Another horrible, corrugated road (poor car) took us to our next spot, at a confluence of three gorges. We took the long way into Weano Gorge. It’s nice. It’s a gorge. Further along, it became necessary to wade through thigh high water to stay on the trail. Then the gorge narrowed even more until the only way through was to walk right down the middle of the stream, then about knee height and the width of a hallway. The hallway opened up into a ‘room’ with a pool about 10 meters across that was shaded by the overhanging walls. The river made a sharp left turn and disappeared down another hallway. We followed that. After a while we spotted the handrail of Handrail Pool. It and a knotted rope provided a handhold as we descended right in the middle of the waterfall into another pool with about four times the diameter of the first.


Weano Gorge


We thought we were all done. I put the pack down and peeled down to swim trunks. Just then, Maryanne noticed another trail marker by what appeared to be an impassable waterfall. It turned out not to be impassable, just very steep. We left our stuff behind, except for a camera in a baggie, and headed down. Wow again! At the bottom was a waist deep pool. The narrow canyon widened as it went up, and then narrowed until the walls were overlapping. The midday sunlight bounced back and forth on the red rocks until, at the bottom, it looked like permanent sunset. We waded down the gorge until we really did reach an impassable waterfall, complete with a sign warning that climbing gear was necessary to proceed. We stopped there.

The way back was just as much fun.



Hancock Gorge

For our next gorge, we hopped over to the Hancock Gorge trail. It was also stunningly beautiful. It also required getting wet to get to the impassable part. This time, with the backpack over my head, I waded through water that got to just over nose deep (for only a few feet). The Hancock trail became impassable at a place called Kermit’s Pool. This was the first place we have been that had deep enough water close enough to the edge to jump into, which we did.

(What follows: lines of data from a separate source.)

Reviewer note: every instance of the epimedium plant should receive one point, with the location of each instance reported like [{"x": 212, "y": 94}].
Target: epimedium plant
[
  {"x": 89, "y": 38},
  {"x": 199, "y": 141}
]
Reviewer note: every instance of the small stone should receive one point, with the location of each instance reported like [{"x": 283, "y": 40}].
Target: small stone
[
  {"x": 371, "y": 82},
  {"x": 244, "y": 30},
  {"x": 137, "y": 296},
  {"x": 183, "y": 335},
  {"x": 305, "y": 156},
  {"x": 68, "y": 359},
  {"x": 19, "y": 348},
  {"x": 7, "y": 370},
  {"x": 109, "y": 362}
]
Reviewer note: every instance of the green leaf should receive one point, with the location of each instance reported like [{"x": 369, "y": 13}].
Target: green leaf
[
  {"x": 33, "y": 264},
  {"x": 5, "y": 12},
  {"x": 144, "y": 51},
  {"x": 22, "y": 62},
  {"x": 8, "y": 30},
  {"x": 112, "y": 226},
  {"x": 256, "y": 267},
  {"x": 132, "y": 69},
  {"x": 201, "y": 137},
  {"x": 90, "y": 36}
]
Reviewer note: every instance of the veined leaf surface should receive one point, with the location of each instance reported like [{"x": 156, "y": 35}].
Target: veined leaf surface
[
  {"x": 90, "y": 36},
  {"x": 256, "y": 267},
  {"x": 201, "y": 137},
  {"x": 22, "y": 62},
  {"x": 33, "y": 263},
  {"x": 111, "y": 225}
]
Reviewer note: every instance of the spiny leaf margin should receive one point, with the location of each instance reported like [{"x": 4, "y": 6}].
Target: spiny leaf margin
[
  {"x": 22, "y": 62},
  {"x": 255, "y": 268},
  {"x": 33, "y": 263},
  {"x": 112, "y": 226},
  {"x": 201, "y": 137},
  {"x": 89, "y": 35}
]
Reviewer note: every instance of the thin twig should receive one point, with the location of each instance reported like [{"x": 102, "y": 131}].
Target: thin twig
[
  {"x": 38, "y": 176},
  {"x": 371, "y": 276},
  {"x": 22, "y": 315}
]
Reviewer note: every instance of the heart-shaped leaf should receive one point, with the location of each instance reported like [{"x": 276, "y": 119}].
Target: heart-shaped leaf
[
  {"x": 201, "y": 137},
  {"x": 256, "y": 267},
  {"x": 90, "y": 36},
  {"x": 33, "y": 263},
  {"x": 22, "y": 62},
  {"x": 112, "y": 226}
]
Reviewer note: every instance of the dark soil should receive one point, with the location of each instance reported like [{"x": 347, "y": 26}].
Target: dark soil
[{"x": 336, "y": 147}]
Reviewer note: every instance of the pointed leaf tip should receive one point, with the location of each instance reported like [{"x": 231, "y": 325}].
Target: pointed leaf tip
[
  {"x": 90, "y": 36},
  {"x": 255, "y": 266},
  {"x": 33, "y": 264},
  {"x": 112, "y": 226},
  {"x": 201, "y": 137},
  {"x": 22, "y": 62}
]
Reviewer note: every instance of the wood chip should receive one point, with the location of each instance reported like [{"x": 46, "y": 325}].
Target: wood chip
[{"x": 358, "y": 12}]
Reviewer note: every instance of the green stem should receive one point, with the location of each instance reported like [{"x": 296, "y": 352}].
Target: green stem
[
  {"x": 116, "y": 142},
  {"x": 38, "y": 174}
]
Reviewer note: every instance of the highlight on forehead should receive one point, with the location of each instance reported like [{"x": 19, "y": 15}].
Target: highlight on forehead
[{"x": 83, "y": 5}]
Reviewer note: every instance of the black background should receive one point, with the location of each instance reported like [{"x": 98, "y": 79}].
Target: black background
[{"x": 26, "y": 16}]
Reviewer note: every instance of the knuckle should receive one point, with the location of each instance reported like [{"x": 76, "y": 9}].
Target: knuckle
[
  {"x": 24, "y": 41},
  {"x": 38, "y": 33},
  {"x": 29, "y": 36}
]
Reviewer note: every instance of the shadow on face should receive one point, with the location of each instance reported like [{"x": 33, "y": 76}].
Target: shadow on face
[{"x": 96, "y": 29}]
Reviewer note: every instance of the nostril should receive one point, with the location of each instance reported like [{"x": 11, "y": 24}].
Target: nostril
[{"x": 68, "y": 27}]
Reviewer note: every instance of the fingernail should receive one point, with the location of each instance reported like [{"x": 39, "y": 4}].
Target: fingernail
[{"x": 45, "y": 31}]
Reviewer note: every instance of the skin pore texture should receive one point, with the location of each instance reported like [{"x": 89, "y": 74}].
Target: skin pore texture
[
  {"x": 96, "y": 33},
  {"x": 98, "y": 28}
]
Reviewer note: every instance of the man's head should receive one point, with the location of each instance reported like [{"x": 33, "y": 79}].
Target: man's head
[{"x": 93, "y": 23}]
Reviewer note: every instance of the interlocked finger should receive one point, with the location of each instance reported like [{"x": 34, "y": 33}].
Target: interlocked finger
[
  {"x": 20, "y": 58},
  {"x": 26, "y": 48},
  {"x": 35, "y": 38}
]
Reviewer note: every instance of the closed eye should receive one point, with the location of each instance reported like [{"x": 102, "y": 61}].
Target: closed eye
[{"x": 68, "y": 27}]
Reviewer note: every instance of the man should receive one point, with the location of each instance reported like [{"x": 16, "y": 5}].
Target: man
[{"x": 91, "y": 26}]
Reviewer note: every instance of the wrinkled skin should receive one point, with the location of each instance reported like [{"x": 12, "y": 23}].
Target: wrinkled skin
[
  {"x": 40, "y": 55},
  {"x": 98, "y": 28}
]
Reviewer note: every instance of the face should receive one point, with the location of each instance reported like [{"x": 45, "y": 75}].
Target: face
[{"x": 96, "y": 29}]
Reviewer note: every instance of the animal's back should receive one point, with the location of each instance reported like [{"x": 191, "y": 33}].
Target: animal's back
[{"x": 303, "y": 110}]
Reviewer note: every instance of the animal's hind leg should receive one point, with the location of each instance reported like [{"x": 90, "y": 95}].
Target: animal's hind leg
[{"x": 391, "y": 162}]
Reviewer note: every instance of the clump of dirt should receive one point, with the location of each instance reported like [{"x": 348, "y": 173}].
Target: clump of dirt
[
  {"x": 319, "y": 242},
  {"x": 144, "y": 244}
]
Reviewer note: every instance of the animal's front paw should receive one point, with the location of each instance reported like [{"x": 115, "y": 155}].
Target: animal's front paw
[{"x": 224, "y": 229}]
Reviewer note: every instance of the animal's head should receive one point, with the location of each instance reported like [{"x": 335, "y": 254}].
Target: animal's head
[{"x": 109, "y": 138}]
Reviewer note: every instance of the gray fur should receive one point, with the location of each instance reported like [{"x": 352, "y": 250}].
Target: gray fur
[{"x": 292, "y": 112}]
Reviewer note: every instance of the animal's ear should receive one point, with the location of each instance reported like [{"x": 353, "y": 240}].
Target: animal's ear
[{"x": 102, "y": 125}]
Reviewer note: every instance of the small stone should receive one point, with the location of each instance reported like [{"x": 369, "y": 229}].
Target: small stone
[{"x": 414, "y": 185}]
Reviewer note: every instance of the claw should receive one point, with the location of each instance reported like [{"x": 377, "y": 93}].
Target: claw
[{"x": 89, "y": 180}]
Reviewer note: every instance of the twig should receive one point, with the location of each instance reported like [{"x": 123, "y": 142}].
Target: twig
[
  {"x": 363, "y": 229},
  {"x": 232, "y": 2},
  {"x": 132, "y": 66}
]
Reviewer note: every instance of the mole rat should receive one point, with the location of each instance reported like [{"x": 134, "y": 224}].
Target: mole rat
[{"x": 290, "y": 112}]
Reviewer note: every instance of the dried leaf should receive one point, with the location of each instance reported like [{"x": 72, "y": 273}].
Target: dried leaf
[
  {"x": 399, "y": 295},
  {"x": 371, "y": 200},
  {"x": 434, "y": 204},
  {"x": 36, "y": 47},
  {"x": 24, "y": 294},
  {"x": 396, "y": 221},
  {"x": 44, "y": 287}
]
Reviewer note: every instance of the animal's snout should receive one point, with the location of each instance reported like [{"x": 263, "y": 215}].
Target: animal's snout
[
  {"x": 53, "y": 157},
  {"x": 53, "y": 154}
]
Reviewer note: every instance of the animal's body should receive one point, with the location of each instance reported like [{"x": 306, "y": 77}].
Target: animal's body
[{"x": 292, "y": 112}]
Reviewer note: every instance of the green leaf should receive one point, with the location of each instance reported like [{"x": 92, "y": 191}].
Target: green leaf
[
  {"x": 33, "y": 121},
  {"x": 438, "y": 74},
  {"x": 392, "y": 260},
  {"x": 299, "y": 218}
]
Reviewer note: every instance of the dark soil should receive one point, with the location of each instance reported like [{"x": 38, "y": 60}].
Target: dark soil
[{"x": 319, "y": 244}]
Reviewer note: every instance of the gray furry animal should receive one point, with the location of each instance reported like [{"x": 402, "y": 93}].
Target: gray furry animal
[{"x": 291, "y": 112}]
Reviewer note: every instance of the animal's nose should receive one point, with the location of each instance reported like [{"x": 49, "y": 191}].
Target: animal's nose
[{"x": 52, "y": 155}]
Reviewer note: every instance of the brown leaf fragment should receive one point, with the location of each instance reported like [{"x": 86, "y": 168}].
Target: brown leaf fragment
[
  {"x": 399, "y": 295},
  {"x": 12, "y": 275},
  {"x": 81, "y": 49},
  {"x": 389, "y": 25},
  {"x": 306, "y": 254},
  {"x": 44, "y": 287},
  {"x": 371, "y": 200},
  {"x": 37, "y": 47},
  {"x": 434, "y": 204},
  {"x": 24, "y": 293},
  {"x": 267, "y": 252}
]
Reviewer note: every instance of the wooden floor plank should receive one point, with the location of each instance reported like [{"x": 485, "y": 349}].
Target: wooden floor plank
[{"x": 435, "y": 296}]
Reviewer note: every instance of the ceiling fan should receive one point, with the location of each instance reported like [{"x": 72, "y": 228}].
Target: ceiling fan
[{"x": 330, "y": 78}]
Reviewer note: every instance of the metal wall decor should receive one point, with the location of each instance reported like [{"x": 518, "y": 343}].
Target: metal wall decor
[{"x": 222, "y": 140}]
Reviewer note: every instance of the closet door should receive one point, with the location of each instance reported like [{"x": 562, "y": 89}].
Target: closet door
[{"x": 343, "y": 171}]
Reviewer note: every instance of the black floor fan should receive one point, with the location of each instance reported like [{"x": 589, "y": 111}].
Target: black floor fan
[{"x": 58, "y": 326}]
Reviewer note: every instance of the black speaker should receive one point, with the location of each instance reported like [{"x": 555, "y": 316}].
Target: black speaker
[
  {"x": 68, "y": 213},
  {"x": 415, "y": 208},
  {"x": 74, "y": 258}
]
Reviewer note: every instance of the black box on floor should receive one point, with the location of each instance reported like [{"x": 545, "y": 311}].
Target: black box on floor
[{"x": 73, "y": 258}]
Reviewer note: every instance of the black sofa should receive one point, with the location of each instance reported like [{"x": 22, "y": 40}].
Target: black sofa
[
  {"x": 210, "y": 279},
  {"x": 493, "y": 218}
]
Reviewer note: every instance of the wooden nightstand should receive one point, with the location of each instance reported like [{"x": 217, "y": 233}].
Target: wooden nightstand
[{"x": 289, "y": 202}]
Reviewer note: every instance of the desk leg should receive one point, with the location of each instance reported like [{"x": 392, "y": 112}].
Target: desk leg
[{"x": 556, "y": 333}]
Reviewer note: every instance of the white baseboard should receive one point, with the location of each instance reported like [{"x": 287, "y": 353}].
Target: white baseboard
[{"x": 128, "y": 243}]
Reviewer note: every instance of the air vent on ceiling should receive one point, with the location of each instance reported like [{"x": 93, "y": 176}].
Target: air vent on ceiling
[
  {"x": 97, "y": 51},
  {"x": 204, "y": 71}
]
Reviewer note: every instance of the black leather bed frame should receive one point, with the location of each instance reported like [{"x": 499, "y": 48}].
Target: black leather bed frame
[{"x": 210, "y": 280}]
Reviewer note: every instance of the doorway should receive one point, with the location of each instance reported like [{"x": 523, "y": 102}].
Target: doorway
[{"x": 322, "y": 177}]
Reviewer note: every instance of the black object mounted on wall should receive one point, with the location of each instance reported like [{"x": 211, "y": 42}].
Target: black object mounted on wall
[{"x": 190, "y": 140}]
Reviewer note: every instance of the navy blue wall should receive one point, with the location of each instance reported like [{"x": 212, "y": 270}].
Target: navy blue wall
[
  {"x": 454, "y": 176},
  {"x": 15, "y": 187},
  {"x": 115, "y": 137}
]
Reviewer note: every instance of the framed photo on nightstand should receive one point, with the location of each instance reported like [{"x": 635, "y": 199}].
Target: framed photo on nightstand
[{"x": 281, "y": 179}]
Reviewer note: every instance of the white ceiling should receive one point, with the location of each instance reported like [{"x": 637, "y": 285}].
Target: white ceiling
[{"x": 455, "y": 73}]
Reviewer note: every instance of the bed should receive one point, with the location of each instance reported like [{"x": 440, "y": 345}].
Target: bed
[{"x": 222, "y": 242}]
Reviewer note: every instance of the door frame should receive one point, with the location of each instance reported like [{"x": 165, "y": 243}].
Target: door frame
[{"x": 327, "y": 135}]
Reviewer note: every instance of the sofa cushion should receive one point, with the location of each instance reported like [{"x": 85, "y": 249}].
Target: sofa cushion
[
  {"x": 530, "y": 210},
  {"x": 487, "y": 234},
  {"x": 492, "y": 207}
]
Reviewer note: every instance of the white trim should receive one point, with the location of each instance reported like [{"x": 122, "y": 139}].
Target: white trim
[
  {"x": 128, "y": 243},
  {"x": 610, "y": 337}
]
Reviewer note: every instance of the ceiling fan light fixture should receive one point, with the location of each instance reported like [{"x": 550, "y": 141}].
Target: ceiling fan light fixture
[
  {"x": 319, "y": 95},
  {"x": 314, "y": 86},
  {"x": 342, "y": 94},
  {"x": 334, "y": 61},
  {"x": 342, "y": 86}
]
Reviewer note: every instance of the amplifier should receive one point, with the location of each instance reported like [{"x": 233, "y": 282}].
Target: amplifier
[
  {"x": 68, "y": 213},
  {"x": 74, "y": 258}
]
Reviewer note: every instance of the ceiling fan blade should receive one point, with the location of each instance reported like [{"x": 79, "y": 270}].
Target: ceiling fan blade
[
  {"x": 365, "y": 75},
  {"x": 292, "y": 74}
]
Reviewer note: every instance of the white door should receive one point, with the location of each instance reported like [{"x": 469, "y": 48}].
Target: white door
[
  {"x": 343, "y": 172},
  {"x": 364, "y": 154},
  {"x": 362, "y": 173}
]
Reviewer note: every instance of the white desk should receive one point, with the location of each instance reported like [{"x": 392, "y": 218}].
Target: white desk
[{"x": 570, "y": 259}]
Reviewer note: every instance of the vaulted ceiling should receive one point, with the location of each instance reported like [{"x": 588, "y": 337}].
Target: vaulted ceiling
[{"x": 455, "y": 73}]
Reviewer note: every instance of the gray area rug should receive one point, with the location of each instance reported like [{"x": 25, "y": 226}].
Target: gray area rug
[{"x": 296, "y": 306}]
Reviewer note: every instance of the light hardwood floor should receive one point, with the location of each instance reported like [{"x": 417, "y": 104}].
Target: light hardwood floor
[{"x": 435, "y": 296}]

Coming out, we had a laugh about the different paths people take going in vs. coming out. The people going in are daintily hanging onto the cliff sides trying to stay dry, the people on the way out chug right up the middle of the river fully clothed. It felt good. It is so hot and dry here that we were fully dry by the time we made the climb back up to the car.

Maryanne & Kyle Keeping up with the chores

1 comment:

Mommy Dearest said...

Oh, thank heavens you took the camera when you left your pack behind. It's breathtaking. I'm not feeling quite so sorry for you anymore. In that heat, did you hear your skin sizzle when you jumped in the water? And how did you get that shot of Kyle jumping into the water and Maryanne in the water? I was surprised to see that one. I'm also interested in what appears to be perfect adequate outback laundry facilities there. Is that provided by your camping spot area? It's just breathtaking.